Justin Tupper, of St. Onge, to speak today in front of the Senate Agriculture Committee

WASHINGTON – U.S. Senator Mike Rounds (R-S.D.) yesterday met with St. Onge producer and vice president of the U.S. Cattlemen’s Association, Justin Tupper.

The two discussed anticompetitive practices in the cattle industry and Tupper’s upcoming testimony before the Senate Agriculture Committee. The Committee is holding a hearing to examine price transparency in cattle markets today at 2:30PM ET/1:30PM CT/12:30PM MT.

“Justin Tupper is a tremendous advocate for the cattle industry,” Rounds said. “I enjoyed a chance to visit with him and to hear about his remarks for the Ag Committee. It’s long past time for Congress to focus on the anticompetitive practices in the cattle industry that are running independent cattle producers out of business. I hope this hearing will give us greater traction on several pieces of legislation I’ve introduced to protect cattlemen and consumers.”

South Dakota producer Justin Tupper and Sen. Mike Rounds share a meal prior to Tupper’s appearance in front of the Senate Agriculture Committee.

Background:

Since he was elected to the Senate, Sen. Rounds has worked to provide solutions to the problems faced by independent cattle producers and beef consumers. Most recently, he:

  • Introduced the Meat Packing Special Investigator Act with Sens. Tester and Grassley to give the U.S. Department of Agriculture the tools to investigate anticompetitive practices in the cattle market.
  • Led a group of 26 colleagues with Sen. Tina Smith (D-Minn.) in calling on the attorney general to investigate the meatpacking industry to determine if antitrust violations exist.
  • Addressed cattle producers during a virtual town hall focused on meatpacker concentration in the cattle industry.
  • Reintroduced legislation with Sen.
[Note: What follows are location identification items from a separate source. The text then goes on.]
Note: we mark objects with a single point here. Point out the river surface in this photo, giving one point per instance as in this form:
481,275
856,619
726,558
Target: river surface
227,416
Angus King (I-Maine) to allow meat and poultry products inspected by state Meat and Poultry Inspection (MPI) programs to be sold across state lines.
  • Introduced bipartisan legislation to foster more competitive cattle markets by requiring that a minimum of 50 percent of a meatpacker’s weekly volume of cattle purchases take place on the open or spot market.
  • Introduced legislation which would outlaw foreign beef from being labeled as a “Product of the U.S.A.” and make certain that label only goes on beef and beef products exclusively derived from animals born, raised and slaughtered here in the United States.